The swallowing of Forte by Granada carries some uncomfortable warnings for corporate managements. By most standards, Forte is a 'good' company: not in the sense of outperforming the market, either in the share price or its businesses, but in that of offering reasonable goods and services, looking after its people reasonably well, and being adequately managed.
But good is not good enough, and outperformance is the only acceptable standard. This applies in the marketplace, where, according to Xerox research, customers rating quality as excellent are six times more likely to repurchase than those who merely think it good. In the stock market, and in the associated market for corporate control, only excellence provides even a partial guarantee of permanence.
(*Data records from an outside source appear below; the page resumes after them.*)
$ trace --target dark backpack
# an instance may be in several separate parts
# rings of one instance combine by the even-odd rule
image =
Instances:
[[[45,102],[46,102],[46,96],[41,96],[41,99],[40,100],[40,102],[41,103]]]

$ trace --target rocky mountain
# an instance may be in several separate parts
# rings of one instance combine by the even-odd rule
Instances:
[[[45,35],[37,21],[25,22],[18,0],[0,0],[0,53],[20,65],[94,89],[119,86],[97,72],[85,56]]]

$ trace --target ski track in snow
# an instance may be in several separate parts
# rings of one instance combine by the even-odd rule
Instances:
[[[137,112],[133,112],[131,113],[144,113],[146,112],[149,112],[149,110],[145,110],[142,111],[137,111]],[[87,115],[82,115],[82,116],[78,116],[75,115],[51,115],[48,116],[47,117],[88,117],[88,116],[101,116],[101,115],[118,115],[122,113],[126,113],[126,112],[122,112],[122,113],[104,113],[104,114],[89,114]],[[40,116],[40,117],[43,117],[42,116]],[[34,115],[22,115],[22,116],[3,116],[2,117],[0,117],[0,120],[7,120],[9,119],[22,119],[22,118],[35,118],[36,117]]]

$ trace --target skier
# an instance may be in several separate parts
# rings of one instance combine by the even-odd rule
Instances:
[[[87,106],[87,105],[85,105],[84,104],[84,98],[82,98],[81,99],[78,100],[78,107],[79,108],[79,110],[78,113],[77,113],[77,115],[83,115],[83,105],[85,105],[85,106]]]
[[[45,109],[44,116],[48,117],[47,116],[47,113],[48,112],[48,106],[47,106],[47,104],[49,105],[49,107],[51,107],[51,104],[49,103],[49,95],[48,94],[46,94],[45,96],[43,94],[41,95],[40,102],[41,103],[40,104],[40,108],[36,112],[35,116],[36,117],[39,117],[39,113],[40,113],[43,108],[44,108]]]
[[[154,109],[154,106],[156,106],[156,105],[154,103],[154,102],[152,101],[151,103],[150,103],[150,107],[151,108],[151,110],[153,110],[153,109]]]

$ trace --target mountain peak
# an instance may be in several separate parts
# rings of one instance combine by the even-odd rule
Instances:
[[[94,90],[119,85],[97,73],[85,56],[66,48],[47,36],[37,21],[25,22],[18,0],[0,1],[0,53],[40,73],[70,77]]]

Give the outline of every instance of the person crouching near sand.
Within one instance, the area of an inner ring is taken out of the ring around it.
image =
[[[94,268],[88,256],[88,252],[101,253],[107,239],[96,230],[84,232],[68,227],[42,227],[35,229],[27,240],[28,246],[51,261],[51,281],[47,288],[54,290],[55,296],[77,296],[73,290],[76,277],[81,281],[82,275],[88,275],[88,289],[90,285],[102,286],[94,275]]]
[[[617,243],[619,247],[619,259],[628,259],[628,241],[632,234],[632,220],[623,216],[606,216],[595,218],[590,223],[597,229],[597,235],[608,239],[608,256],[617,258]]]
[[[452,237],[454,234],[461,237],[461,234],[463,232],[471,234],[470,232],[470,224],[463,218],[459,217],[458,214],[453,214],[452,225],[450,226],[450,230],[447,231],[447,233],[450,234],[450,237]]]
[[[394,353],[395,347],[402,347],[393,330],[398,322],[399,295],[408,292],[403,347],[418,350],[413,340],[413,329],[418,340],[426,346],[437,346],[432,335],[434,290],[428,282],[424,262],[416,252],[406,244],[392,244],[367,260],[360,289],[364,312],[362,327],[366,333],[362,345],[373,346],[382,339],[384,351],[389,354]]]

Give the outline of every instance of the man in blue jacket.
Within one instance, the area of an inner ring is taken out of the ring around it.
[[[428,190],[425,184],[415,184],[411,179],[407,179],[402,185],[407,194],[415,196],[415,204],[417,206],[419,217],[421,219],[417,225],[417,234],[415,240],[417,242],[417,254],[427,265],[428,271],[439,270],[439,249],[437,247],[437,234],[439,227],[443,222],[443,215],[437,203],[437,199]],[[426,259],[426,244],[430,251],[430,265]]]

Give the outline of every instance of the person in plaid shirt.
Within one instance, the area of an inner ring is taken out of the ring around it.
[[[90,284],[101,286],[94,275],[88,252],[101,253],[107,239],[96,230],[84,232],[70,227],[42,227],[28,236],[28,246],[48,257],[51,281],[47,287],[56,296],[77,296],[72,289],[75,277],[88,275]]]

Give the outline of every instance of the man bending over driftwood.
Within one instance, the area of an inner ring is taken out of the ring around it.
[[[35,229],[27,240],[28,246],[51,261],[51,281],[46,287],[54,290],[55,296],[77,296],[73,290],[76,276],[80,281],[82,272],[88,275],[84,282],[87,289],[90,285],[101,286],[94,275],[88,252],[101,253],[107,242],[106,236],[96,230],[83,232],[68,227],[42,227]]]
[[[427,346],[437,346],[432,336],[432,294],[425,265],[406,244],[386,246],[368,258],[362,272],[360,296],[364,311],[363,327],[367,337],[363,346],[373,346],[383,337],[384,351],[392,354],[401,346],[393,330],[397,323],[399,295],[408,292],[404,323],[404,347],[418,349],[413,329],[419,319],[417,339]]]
Forte, along with Tesco, Thorn and Granada itself, was the product of driving entrepreneurs who started in business before the second world war and capitalised on the consumer booms of the peace. All four experienced alarming lurches after the master's hand was slowly withdrawn and the next generation took over. The degree of subsequent excellence depended, not only on the changing of the guard, but on the changing of the company - how radically the next generation was prepared to depart from the founder's legacy.
But excellence, either in the customer's or the investor's eye, is a matter of perception. Increasingly, the corporates are being judged - and are even asking to be judged - by the criterion of 'creating shareholder value'. Sophisticated approaches have been applied to this standard, which has replaced earlier, related guiding stars like annual increase in earnings per share and return on capital. But in the end, shareholder value reduces to an elemental simplicity: the share price.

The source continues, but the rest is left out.